AlphaZero：自對弈期間訪問了哪些節點？

Question

閱讀這篇文章非常有助於更好地理解 AlphaZero 背后的原理。 不過，有些事情我並不完全確定。

下面是作者的UCT_search方法，可以參考他在Github上的代碼： https : //github.com/plkmo/AlphaZero_Connect4/tree/master/src
在這里， UCTNode.backup()將網絡的value_estimate添加到所有遍歷的節點（另請參閱此 “備忘單” ）。

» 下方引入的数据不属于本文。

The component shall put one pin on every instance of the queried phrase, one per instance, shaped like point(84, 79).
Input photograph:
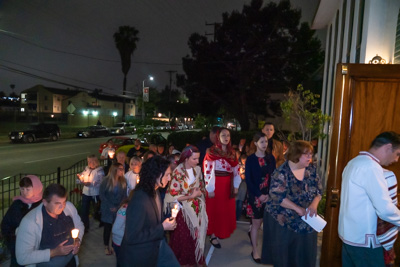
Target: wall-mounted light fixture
point(377, 60)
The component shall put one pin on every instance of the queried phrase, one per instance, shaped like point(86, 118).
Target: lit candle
point(175, 211)
point(74, 233)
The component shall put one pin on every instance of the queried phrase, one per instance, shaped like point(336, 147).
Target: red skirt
point(182, 243)
point(221, 209)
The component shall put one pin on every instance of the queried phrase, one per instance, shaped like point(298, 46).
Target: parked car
point(36, 132)
point(148, 128)
point(94, 131)
point(118, 142)
point(123, 128)
point(146, 140)
point(233, 126)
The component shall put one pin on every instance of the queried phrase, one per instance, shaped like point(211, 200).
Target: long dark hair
point(187, 152)
point(152, 169)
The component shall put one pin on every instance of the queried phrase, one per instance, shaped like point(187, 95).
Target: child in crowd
point(132, 176)
point(242, 192)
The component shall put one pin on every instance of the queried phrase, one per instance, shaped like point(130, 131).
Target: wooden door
point(366, 103)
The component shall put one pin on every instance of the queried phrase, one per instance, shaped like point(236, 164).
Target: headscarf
point(37, 188)
point(215, 152)
point(193, 210)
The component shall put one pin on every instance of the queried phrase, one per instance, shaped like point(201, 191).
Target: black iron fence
point(9, 187)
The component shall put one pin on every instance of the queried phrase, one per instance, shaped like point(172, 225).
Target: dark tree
point(125, 41)
point(262, 49)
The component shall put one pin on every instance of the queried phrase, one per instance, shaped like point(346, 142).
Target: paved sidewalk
point(235, 251)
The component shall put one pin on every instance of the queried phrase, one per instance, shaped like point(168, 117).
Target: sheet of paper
point(316, 222)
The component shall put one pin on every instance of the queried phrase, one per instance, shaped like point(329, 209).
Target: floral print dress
point(285, 185)
point(187, 241)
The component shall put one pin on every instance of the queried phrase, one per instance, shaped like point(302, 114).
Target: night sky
point(71, 41)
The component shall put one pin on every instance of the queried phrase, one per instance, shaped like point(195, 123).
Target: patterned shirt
point(285, 185)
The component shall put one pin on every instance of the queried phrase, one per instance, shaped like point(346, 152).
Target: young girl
point(259, 168)
point(132, 176)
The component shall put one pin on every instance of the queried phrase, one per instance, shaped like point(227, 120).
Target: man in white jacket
point(44, 235)
point(365, 197)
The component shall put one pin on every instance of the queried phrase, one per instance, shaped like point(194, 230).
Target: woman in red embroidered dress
point(187, 187)
point(221, 175)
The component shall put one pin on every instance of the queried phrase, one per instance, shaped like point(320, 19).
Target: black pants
point(107, 233)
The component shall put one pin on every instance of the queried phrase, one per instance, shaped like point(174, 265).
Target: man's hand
point(196, 193)
point(169, 225)
point(61, 250)
point(77, 244)
point(300, 211)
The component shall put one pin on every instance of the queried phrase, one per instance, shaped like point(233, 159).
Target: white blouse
point(219, 165)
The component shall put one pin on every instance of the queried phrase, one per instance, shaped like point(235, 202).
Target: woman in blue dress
point(259, 168)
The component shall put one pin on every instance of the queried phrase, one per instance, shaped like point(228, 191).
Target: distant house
point(58, 103)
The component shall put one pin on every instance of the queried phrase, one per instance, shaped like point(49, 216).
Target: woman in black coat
point(143, 243)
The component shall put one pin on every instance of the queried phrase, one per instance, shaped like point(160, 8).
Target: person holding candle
point(44, 237)
point(112, 193)
point(259, 168)
point(132, 176)
point(187, 187)
point(91, 178)
point(221, 175)
point(143, 243)
point(31, 197)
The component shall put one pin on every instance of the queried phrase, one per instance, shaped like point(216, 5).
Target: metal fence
point(9, 187)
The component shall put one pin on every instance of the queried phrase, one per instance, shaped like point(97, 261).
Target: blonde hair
point(112, 174)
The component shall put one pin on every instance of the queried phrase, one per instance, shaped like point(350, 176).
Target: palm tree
point(125, 40)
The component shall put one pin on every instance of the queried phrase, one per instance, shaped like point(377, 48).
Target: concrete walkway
point(235, 251)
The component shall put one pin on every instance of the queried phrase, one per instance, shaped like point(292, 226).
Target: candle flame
point(74, 233)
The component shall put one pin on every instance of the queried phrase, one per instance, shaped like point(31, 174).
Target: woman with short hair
point(259, 168)
point(143, 243)
point(295, 191)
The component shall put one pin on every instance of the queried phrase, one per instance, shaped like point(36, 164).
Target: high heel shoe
point(258, 261)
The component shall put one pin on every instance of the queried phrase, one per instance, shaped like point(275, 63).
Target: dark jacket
point(143, 232)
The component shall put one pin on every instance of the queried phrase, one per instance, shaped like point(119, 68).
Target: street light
point(150, 78)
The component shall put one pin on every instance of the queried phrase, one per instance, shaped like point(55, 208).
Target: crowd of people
point(202, 191)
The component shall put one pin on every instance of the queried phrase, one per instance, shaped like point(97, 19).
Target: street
point(45, 157)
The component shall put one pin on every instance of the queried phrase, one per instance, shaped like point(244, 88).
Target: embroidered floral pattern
point(302, 193)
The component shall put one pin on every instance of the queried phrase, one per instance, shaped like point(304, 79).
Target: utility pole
point(170, 72)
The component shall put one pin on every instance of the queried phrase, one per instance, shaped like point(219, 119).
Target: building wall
point(356, 32)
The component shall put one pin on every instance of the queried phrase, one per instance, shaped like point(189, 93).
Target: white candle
point(74, 233)
point(175, 211)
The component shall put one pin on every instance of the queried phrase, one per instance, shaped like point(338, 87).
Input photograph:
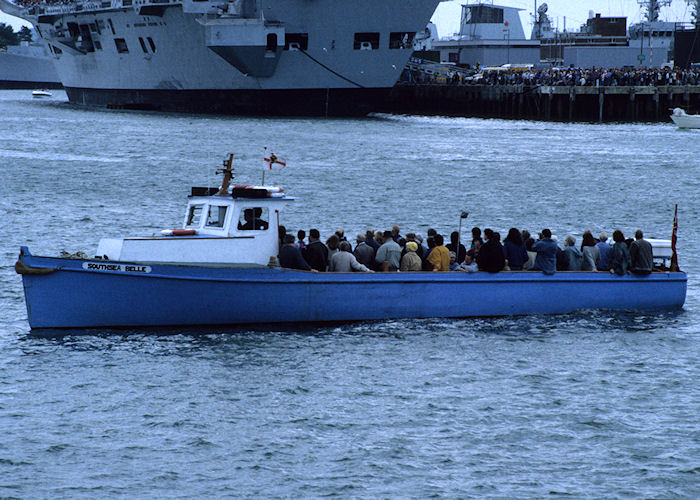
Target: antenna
point(653, 7)
point(227, 170)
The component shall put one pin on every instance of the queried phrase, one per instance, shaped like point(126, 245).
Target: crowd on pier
point(389, 251)
point(560, 77)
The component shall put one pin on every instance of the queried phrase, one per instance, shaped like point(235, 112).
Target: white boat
point(684, 120)
point(41, 94)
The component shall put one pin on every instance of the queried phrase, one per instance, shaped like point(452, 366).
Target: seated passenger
point(531, 254)
point(388, 256)
point(290, 255)
point(345, 262)
point(316, 253)
point(491, 258)
point(619, 255)
point(642, 258)
point(546, 248)
point(439, 257)
point(514, 250)
point(363, 252)
point(457, 247)
point(411, 261)
point(591, 253)
point(574, 256)
point(604, 248)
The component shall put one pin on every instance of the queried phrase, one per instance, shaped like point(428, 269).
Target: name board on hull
point(116, 268)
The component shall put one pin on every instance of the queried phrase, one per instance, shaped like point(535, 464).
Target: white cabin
point(239, 228)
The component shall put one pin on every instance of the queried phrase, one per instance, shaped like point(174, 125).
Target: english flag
point(272, 158)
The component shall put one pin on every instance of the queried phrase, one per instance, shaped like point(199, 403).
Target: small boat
point(41, 94)
point(684, 120)
point(220, 268)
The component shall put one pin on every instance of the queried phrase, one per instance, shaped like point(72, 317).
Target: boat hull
point(686, 121)
point(298, 102)
point(65, 293)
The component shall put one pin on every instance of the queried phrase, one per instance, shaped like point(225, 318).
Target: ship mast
point(653, 7)
point(695, 4)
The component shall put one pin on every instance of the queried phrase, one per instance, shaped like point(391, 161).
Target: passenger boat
point(41, 94)
point(220, 268)
point(684, 120)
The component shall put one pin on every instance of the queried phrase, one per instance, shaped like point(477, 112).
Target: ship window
point(366, 41)
point(401, 40)
point(254, 218)
point(217, 216)
point(121, 45)
point(271, 42)
point(296, 41)
point(485, 14)
point(194, 216)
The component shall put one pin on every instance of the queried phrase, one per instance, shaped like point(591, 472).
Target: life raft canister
point(178, 232)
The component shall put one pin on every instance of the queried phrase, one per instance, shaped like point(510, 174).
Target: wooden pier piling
point(551, 103)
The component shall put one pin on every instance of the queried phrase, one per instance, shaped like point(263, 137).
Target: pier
point(603, 104)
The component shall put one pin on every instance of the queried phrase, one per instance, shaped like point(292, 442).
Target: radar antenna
point(653, 7)
point(695, 4)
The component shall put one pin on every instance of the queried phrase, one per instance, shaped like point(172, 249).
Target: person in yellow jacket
point(439, 256)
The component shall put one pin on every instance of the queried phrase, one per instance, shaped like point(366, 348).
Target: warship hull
point(284, 57)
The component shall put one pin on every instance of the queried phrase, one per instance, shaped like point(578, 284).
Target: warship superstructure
point(304, 57)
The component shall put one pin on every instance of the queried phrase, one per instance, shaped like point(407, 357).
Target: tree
point(8, 35)
point(25, 34)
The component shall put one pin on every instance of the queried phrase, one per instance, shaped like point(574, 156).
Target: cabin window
point(296, 41)
point(401, 39)
point(366, 41)
point(194, 216)
point(251, 219)
point(120, 43)
point(271, 42)
point(217, 216)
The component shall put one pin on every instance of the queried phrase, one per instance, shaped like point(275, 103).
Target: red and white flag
point(272, 158)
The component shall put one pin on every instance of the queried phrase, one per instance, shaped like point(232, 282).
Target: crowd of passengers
point(389, 251)
point(571, 77)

def UCT_search(game_state, num_reads,net,temp):
    root = UCTNode(game_state, move=None, parent=DummyNode())
    for i in range(num_reads):
        leaf = root.select_leaf()
        encoded_s = ed.encode_board(leaf.game); encoded_s = encoded_s.transpose(2,0,1)
        encoded_s = torch.from_numpy(encoded_s).float().cuda()
        child_priors, value_estimate = net(encoded_s)
        child_priors = child_priors.detach().cpu().numpy().reshape(-1); value_estimate = value_estimate.item()
        if leaf.game.check_winner() == True or leaf.game.actions() == []: # if somebody won or draw
            leaf.backup(value_estimate); continue
        leaf.expand(child_priors) # need to make sure valid moves
        leaf.backup(value_estimate)
    return root

這種方法似乎只訪問與根節點直接相連的節點。
然而， DeepMind 的原始論文（關於 AlphaGo Zero）說：

每個模擬從根狀態開始，並迭代地選擇使置信上限 Q(s, a) + U(s, a) 最大化的移動，其中 U(s, a) ∝ P(s, a)/(1 + N (s, a))，直到遇到葉節點 s'。

所以相反，我會期待這樣的事情：

def UCT_search():
    for i in range(num_reads):
        current_node = root
        while current_node.is_expanded:
            …
            current_node = current_node.select_leaf()
        current_node.backup(value_estimate)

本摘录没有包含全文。